I have discouraged most of the boys who wanted to run away and go with the show, by giving them a curry comb and brush and telling them they could have a permanent job currying off the hyenas. Most boys would loo
k sort of dubious about it, but would think it was up to them to be game, and they would take the curry comb and brush all right. I would take them to the cage, and tell them to just talk soothing to the hyenas through the bars, and when the hyenas began to get tame and act as though it would give them pleasure to be curried off, and laid down and rolled over, and purred like a cat that wanted to be scratched, and acted as though they would eat out of one’s hand, the boys might call me, and I would have the cage opened and they could go in and curry them off.

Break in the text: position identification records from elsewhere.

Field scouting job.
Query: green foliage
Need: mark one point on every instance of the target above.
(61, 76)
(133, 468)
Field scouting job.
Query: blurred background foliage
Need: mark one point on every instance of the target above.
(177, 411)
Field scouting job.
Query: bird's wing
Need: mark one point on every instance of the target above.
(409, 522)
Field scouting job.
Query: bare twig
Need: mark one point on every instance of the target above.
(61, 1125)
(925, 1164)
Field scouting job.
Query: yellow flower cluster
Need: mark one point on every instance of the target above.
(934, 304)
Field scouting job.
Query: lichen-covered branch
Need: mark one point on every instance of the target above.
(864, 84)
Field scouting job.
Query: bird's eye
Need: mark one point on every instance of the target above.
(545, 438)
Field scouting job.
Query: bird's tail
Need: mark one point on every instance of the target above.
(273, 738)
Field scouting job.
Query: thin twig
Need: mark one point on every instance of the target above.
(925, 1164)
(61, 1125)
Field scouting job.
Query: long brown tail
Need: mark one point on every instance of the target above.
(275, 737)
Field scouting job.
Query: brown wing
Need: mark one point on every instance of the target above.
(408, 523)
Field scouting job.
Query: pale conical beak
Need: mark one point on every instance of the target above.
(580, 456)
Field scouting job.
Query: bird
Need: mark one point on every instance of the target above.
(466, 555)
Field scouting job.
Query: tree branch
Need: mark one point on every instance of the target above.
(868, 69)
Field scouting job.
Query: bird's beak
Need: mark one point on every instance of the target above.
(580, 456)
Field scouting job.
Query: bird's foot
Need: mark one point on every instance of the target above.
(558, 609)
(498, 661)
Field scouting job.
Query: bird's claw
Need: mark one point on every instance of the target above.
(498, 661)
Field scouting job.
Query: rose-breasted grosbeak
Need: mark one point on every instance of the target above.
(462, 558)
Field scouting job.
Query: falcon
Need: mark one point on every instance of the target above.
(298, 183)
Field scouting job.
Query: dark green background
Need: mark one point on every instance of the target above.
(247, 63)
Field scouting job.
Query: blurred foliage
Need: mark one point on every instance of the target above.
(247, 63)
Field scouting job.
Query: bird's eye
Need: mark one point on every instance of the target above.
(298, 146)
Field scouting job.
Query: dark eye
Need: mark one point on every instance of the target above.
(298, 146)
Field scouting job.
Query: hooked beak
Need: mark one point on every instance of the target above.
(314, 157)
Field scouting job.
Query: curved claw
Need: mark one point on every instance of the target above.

Well, it would kill you dead to see a fool boy side up to a hyena cage and try to hypnotize a hyena by kind words and a pious example, saying soothing words like: “Soo, boss,” or “O, come off now, and be a good fellow,” and see the hyena snarl and show his teeth like an anarchist that a multi-millionaire might try to tame so he would take a roll of money out of his hand without biting the hand. I have had boys stand in front of a hyena cage with a curry-comb and brush all day, trying to get on good terms with the hyenas, and occasionally the hyenas would forget to snarl and the boy would think the animals were beginning to weaken, and the boy would work up closer to the cage, and say: “Pretty pussy,” and hold out his hand and say: “Good fellow.” Then the whole cageful of hyenas would make a rush for him, howling, snapping and scratching, with their bristles up, and the boy would fall backwards over a sacred cow. About this time I would come along and ask the boy if he had got the hyenas curried, ’cause if he had, I wanted him to curry the grave robbers—the jackals. Then the boy would reluctantly give up his tools, and say if I wanted the hyenas and jackals curried off I could do it myself. I would tell them they would never do for the circus business, ’cause faint heart never won fair hyena. Then they would go home and sell their mother’s copper boiler to get money to pay their way in the show. Gee, but I have saved lots of boys from a circus fate.
Pa has an awful time in the hospital, ’cause twice a day the doctors strip him and pull a mess of cactus thorns out of him, and he yells and don’t talk very pious. The doctor told me I must try and think of something to divert pa’s mind from his suffering.